Applause, honors and material reward for his work fell to Gluck's lot in richer measure than to any musician of his time. On the other hand he endured all those affronts seldom spared the pioneer artist who is true to his convictions. It must have grieved him especially to encounter only ill-will and crude misconception from the majority of his countrymen. Nearly all North Germany refused to recognize his works, following the example of Berlin, which, thanks to Frederick the Great, had now achieved a leading position in artistic and scientific matters.

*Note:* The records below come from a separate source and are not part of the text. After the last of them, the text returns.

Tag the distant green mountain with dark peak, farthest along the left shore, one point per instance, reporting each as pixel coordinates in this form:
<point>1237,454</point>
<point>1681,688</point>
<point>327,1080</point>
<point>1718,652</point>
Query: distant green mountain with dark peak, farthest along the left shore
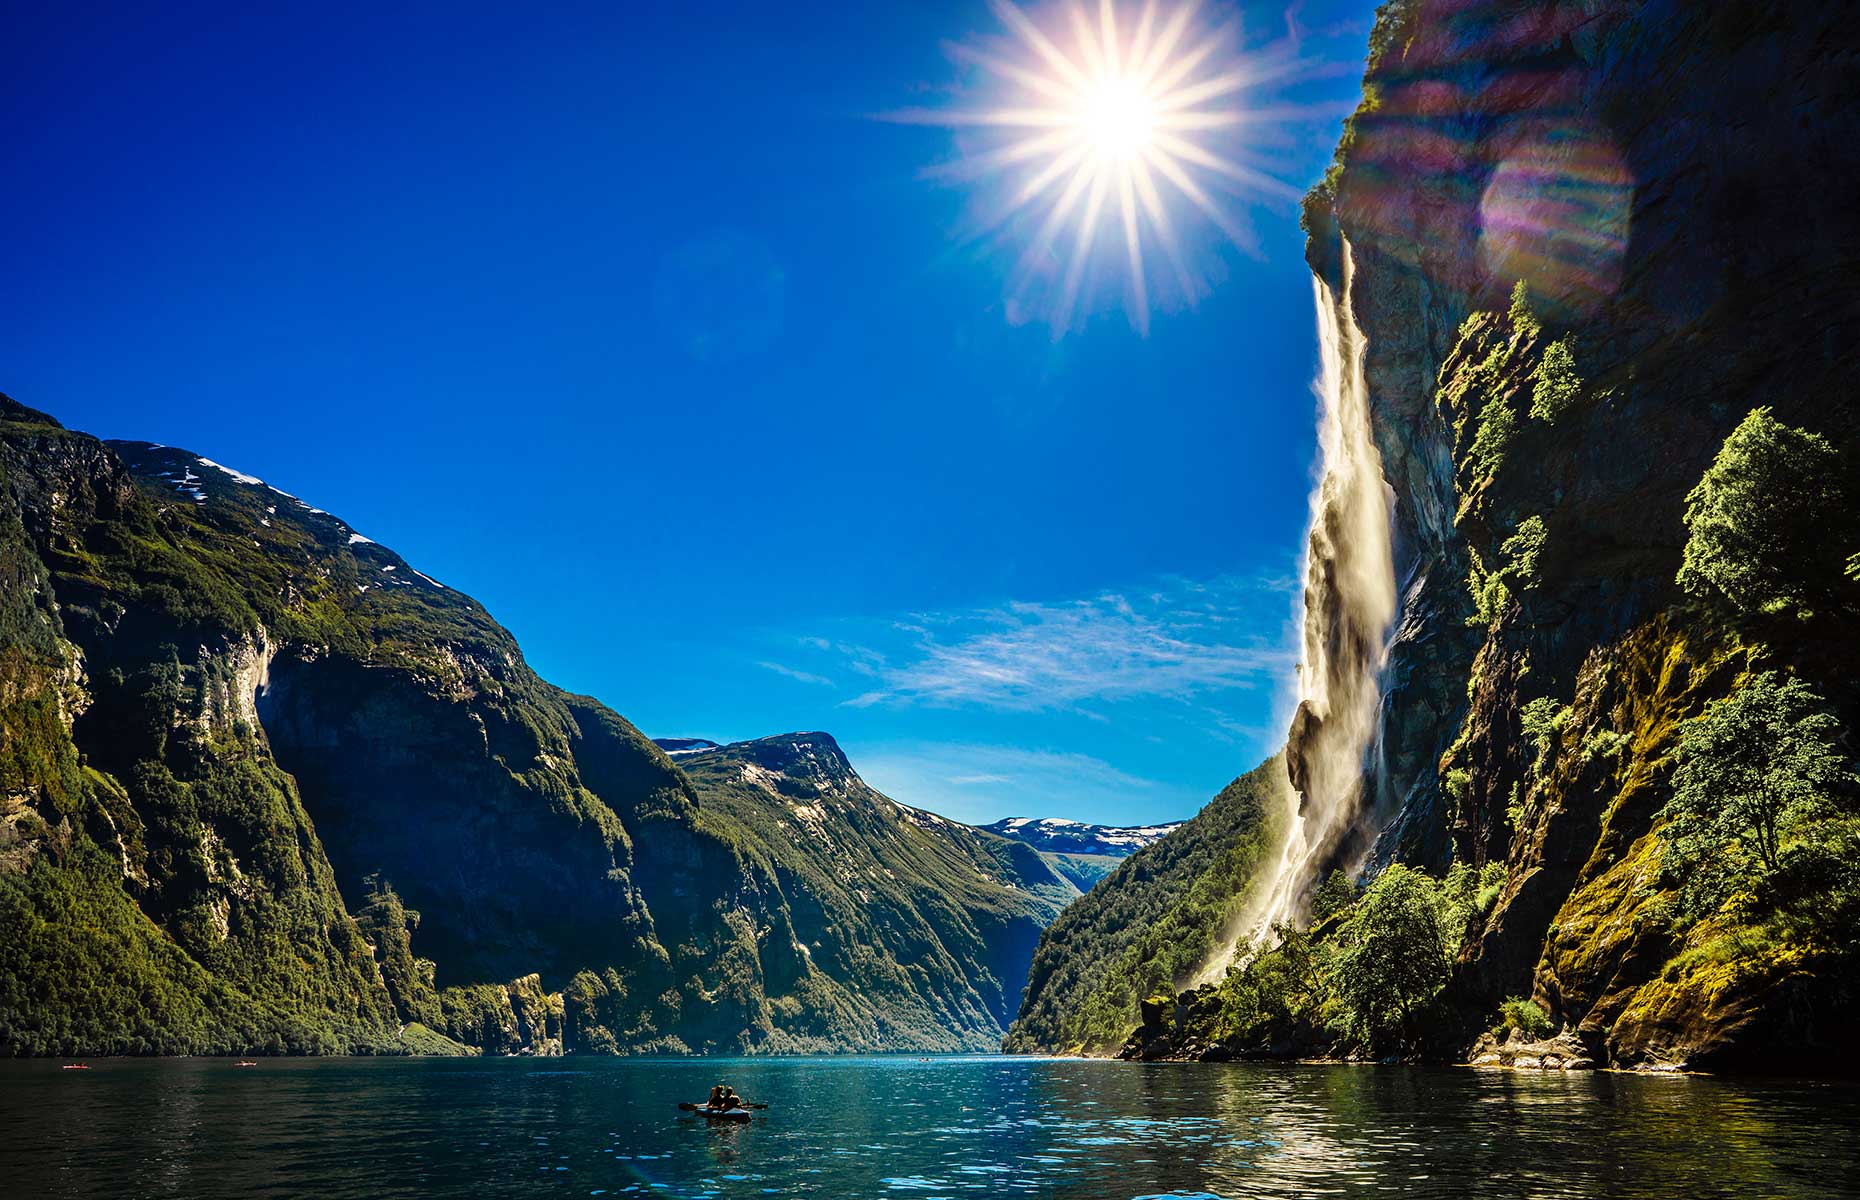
<point>918,929</point>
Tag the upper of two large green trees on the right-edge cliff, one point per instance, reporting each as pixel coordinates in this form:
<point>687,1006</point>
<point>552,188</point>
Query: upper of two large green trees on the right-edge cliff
<point>1766,520</point>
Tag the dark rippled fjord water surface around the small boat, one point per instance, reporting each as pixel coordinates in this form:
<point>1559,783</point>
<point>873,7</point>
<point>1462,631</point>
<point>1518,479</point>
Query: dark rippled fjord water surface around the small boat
<point>909,1130</point>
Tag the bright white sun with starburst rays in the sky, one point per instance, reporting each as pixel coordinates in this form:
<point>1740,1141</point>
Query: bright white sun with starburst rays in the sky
<point>1119,137</point>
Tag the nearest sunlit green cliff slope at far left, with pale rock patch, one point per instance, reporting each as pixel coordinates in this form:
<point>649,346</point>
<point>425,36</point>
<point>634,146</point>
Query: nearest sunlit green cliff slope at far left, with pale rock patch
<point>165,887</point>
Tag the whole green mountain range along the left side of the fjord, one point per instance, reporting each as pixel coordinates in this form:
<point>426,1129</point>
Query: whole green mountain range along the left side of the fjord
<point>269,788</point>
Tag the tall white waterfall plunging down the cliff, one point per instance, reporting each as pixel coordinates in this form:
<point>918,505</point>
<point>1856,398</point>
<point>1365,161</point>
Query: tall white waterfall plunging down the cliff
<point>1349,609</point>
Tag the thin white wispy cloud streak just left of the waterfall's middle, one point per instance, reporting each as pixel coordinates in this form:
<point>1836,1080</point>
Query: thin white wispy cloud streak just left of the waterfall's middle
<point>1176,641</point>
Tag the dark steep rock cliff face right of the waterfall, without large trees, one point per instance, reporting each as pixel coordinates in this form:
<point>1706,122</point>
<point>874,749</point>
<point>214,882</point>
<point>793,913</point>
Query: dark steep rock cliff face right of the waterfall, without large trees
<point>1669,185</point>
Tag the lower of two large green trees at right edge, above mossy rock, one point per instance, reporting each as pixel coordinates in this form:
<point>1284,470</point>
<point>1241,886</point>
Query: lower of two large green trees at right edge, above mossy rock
<point>1757,773</point>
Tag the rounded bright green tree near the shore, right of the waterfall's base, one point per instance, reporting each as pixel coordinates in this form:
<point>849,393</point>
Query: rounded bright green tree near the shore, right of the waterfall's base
<point>1392,955</point>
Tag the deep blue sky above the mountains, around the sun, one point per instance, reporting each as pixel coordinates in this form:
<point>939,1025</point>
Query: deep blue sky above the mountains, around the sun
<point>643,328</point>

Frederick the Great himself saw in the Dresden kapellmeister, Hasse, the foremost representative of the opera, and asserted that Gluck knew nothing of singing and understood nothing of great operatic style. His sister, Princess Amelia, who had made a thorough study of composition under Kirnberger, upon becoming familiar with the "Iphigénie in Aulis" sent the following verdict to her teacher: "Herr Gluck, according to my opinion, will never rank as a skilled composer. In the first place, he has no inventive faculty, secondly his melody is miserable, and thirdly there is no accent, no expression, everything has a tiresome sameness. Finally and in general the whole opera is very poor, but it is the latest craze and has numerous supporters."

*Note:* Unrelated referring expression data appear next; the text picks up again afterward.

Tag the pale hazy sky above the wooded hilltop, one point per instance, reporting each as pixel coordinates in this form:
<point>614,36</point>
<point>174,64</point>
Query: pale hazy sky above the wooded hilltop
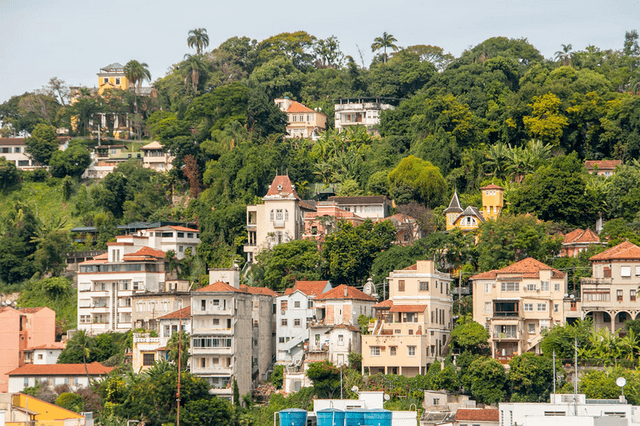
<point>73,39</point>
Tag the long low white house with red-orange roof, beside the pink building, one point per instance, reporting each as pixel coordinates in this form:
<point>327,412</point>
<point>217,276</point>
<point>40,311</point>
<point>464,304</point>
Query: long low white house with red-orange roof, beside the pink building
<point>73,375</point>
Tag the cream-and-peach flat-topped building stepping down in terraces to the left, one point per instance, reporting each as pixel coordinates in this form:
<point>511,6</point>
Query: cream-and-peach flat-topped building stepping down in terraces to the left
<point>412,328</point>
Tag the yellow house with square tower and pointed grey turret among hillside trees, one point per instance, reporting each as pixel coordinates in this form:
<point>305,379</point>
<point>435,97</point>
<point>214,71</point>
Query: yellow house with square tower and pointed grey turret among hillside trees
<point>470,218</point>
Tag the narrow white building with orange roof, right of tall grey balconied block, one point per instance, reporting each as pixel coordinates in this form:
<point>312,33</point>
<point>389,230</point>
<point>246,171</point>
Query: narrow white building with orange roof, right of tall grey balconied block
<point>294,311</point>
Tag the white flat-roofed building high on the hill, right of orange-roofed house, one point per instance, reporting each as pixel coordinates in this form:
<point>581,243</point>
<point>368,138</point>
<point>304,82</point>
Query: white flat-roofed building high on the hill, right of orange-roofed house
<point>360,112</point>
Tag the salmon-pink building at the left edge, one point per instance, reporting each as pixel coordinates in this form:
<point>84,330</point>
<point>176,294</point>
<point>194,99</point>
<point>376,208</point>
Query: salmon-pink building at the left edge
<point>21,329</point>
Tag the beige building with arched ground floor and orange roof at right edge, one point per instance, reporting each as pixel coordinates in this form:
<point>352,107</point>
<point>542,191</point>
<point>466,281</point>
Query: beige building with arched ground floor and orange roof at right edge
<point>609,297</point>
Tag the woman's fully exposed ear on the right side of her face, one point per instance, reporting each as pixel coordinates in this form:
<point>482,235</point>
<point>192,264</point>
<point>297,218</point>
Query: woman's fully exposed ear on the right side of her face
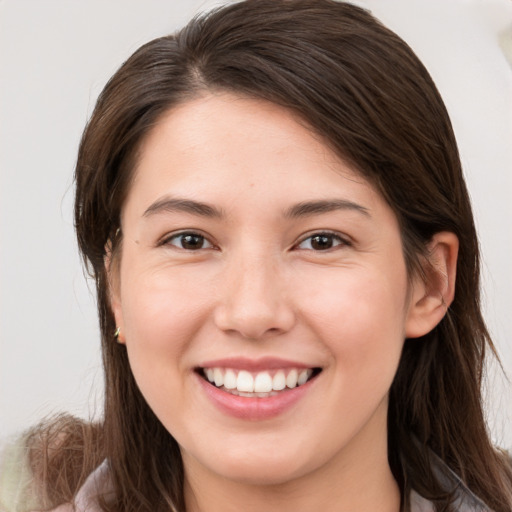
<point>433,293</point>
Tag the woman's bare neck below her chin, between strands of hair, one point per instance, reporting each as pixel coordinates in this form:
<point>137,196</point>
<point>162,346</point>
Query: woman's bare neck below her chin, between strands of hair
<point>356,478</point>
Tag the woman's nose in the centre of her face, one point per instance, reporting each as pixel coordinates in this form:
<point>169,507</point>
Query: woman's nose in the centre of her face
<point>253,300</point>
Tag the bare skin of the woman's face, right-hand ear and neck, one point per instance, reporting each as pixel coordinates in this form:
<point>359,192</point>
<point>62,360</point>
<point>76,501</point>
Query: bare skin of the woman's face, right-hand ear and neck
<point>258,287</point>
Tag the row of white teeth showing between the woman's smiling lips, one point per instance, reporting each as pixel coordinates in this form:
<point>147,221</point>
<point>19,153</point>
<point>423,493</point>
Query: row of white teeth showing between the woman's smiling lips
<point>261,384</point>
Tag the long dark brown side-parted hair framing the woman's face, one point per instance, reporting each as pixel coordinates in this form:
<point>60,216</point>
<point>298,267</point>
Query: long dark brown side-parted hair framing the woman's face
<point>362,89</point>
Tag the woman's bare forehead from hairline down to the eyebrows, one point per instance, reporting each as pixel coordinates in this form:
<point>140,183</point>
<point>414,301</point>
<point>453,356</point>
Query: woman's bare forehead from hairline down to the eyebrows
<point>222,147</point>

Professor Forkel, one of the first musical authorities of North Germany, pronounced an even harsher and more unjust judgment on the master. As late as 1778, when the latter was about to attain the highest point of his activity with the "Iphigénie in Tauris," Forkel published in his "Critical Musical Library" a criticism of 157 pages on the works of Gluck, in which he exerted all his energy and made use of all his musical knowledge in order to prove their worthlessness. The professor took special exception to the passage in the preface to "Alceste" in which Gluck says he was trying to attain to a noble simplicity. "What the Chevalier is pleased to call 'noble simplicity,'" says Forkel, "is, in our opinion, nothing more than a miserable, empty, or, to speak more clearly, an ignoble stupidity arising from a lack of skill and knowledge; it is like the stupid simplicity of common people compared with the noble simplicity in the conduct and conversation of those of culture and refinement. In the one case all is awkward, faulty and defective, in the other graceful, true and perfect. In short, Gluck's kind of noble simplicity resembles the style of our bar-room artists, which has simplicity enough, it is true, but, at the same time, much that is repulsive."